Sarò bisbetica ma certe cose non le tollero proprio: e non è colpa dei bambini, ma dei genitori che le permettono; anche mio figlio lasciato libero toccherebbe ogni cosa in un negozio di giocattoli, quale bimbo non lo farebbe? Sta al genitore però vigliare e limitare l’esuberanza naturale dei fanciulli.
condivido Serena
in effetti è più comodo lasciarli fare piuttosto che studiare le strategie per distoglierli e per fargli capire che ci sono
i tempi per fare certe cose
i tempi per fermarsi
i tempi per esultare e i tempi per tacere.
Noi attualmente siamo alle prese con i turni di comunicazione
ed una strategia preziosa è mettere il timer della cucina tutte le volte che ho bisogno di un tempo “mio”
per una telefonata per parlare con mio marito o per scrivere nel blog o rispondere alle mail
CHE FATICA educare dando dei confini!
Bella la tecnica del “tempo per”, Sara. E in effetti deve essere anche una fatica immane, insegnarlo. Ma quanta soddisfazione ne viene, poi? In alcuni contesti ho come la sensazione, invece, che alcune mamme pensino che sia la società, la scuola, i mass media a dover dettare le regole di un corretto modo di comportarsi.

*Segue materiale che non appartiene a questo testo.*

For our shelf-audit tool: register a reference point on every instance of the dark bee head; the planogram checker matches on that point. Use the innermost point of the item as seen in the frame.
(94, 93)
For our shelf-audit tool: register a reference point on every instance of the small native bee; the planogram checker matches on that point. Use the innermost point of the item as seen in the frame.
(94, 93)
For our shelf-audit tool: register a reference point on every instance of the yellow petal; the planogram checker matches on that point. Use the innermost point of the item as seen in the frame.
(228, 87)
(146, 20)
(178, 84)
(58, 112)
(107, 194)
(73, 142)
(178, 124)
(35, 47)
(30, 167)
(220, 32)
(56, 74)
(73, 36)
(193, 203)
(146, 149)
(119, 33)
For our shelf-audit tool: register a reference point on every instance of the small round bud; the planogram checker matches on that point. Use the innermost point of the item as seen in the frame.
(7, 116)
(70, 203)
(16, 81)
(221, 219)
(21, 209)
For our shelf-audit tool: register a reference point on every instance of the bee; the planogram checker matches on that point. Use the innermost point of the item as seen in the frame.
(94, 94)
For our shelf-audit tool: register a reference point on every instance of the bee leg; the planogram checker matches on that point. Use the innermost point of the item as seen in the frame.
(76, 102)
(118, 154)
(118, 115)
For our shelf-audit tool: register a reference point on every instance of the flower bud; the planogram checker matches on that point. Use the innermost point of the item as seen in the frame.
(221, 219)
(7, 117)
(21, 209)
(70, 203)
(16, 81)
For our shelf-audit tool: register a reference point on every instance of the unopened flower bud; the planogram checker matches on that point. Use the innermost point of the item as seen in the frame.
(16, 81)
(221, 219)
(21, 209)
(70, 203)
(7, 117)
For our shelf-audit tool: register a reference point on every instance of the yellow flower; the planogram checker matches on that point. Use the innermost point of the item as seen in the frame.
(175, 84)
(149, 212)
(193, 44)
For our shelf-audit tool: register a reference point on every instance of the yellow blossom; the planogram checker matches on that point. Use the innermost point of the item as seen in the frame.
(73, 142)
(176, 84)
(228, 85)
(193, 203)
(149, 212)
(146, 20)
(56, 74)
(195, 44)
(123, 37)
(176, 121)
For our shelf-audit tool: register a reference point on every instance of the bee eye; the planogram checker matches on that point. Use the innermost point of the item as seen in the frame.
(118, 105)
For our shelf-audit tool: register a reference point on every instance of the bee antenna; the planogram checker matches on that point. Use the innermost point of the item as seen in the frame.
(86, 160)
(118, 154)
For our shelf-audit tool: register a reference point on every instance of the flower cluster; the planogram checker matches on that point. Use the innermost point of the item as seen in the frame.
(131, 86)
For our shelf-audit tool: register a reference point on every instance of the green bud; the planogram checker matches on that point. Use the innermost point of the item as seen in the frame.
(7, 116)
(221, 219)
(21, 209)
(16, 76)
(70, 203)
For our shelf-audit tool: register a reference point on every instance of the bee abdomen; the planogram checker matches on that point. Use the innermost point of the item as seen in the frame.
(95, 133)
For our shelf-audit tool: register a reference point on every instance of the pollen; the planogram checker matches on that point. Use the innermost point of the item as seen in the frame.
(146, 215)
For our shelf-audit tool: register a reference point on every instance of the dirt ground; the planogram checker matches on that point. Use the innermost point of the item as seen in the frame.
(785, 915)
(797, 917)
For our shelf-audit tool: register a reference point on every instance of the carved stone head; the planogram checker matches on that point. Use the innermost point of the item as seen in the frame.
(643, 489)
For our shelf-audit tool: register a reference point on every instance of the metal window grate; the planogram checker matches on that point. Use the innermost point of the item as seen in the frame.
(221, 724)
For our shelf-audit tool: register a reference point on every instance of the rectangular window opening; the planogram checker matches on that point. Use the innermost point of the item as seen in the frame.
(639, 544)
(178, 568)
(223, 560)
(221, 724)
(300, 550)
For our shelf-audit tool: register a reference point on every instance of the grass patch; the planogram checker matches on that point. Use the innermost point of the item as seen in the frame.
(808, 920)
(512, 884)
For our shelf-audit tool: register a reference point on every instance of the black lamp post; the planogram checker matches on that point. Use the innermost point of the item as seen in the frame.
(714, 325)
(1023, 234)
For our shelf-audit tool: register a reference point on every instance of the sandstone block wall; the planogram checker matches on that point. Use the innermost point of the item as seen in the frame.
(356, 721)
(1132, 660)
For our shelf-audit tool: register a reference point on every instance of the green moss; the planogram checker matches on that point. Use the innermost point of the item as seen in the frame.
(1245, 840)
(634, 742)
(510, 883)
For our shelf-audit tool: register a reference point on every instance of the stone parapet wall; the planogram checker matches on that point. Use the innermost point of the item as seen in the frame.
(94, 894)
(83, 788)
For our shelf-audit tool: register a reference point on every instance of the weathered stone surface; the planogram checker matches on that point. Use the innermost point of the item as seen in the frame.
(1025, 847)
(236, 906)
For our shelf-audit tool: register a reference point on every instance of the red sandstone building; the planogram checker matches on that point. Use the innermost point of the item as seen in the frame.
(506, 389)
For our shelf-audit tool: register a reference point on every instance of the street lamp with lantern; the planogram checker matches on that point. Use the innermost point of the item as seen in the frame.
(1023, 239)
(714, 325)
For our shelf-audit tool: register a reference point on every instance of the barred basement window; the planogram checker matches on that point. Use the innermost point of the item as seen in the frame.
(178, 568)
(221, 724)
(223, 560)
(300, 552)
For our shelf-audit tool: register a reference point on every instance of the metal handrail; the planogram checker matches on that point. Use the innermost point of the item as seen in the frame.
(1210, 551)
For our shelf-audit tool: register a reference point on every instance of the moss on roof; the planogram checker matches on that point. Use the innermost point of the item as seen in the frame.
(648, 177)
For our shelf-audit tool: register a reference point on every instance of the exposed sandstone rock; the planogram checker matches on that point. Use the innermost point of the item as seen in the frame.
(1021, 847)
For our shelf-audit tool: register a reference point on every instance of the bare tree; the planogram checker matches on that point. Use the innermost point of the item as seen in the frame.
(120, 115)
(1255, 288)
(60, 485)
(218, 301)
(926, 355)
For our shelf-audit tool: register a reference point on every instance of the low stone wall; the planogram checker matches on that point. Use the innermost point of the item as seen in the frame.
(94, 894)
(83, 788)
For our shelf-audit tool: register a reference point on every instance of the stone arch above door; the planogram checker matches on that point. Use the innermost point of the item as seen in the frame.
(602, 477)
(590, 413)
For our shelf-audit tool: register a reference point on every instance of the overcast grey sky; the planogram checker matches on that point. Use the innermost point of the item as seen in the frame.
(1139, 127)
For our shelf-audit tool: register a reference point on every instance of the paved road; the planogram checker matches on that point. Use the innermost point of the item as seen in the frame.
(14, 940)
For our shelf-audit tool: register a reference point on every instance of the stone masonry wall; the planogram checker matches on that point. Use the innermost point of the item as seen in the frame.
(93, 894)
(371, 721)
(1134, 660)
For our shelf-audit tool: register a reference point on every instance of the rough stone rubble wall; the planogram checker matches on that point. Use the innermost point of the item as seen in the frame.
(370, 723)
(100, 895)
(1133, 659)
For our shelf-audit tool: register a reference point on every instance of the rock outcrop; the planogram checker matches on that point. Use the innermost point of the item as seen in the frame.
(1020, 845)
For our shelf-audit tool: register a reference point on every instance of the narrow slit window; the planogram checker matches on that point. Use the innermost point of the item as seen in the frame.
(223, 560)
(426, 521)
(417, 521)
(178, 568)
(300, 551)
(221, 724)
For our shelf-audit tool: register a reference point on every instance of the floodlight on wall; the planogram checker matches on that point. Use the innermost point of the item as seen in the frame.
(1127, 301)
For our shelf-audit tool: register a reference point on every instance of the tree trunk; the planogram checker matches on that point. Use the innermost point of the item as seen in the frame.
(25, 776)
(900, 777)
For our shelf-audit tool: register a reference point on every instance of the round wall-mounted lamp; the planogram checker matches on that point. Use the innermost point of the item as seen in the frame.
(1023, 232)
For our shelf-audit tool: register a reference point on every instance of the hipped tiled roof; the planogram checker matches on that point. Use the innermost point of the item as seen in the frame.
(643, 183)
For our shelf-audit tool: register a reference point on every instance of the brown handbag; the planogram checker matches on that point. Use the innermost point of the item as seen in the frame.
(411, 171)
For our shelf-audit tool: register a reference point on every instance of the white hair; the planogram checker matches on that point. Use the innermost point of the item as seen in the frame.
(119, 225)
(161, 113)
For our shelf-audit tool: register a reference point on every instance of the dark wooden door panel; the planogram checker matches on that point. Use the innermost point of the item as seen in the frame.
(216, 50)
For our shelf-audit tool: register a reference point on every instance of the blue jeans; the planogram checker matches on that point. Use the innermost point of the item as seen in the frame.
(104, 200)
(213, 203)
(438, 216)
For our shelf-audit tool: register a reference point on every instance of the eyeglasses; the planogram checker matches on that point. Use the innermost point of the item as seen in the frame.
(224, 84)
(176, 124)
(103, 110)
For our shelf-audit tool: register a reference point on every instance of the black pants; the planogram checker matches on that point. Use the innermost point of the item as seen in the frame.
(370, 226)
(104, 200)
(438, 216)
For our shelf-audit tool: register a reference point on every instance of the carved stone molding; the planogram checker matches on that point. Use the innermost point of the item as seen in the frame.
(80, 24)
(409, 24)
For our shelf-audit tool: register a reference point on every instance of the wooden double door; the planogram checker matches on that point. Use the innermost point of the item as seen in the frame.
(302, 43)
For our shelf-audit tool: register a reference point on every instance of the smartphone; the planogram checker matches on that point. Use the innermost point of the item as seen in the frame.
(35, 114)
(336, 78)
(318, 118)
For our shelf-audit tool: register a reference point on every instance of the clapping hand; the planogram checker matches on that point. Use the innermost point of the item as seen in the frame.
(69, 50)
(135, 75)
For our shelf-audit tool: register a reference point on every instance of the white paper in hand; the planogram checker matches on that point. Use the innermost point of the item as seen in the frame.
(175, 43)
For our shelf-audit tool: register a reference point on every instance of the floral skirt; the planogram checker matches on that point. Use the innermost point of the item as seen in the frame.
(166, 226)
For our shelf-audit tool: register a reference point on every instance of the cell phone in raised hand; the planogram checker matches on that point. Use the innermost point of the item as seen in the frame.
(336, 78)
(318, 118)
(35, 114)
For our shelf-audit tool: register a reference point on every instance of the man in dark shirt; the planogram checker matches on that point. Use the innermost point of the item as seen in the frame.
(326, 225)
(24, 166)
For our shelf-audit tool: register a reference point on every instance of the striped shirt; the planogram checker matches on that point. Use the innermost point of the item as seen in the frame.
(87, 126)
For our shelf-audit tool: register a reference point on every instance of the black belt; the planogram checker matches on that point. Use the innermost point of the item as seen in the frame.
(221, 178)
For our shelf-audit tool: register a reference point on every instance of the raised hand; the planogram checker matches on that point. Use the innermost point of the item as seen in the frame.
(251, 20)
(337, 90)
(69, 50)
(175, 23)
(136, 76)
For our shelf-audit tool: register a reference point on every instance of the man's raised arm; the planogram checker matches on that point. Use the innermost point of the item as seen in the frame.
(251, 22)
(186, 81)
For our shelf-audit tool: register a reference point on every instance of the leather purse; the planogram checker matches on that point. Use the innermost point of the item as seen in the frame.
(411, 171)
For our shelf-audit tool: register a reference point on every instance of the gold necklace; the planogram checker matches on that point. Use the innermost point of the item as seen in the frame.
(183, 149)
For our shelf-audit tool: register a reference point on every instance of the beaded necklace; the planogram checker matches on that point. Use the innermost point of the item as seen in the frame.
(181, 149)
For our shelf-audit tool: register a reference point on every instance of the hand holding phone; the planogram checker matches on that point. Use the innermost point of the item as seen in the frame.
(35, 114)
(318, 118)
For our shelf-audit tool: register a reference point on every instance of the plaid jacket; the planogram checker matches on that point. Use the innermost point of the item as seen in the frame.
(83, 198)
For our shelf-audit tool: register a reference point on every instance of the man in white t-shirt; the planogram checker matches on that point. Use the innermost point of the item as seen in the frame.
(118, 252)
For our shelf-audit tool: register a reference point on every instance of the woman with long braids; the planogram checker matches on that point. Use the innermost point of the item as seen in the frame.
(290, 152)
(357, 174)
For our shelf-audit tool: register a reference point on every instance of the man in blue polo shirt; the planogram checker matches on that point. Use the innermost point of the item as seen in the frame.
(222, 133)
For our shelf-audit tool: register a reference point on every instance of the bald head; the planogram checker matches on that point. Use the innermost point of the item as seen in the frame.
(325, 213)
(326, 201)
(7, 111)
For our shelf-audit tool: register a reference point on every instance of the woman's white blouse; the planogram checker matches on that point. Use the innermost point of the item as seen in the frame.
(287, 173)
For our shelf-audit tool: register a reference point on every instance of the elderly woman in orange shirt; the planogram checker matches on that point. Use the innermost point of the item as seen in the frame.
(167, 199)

Vengo da una rigida educazione (mia madre è stata amorevole ma piuttosto severa) e mi rendo conto di quanto mi piacerebbe ci fosse la giusta via di mezzo per arrivare ad un traguardo edificante.
a volte sono stata considerata una mamma troppo rigida
ma il vivere comune l’ho a cuore e
vogliamo che arrivi ai bimbi questo messaggio!
L’educazione fondamentale avviene in famiglia
purtroppo o per fortuna
a seconda dei casi
non è delegabile.
Le istituzioni educative fanno o dovrebbero fare da rinforzo!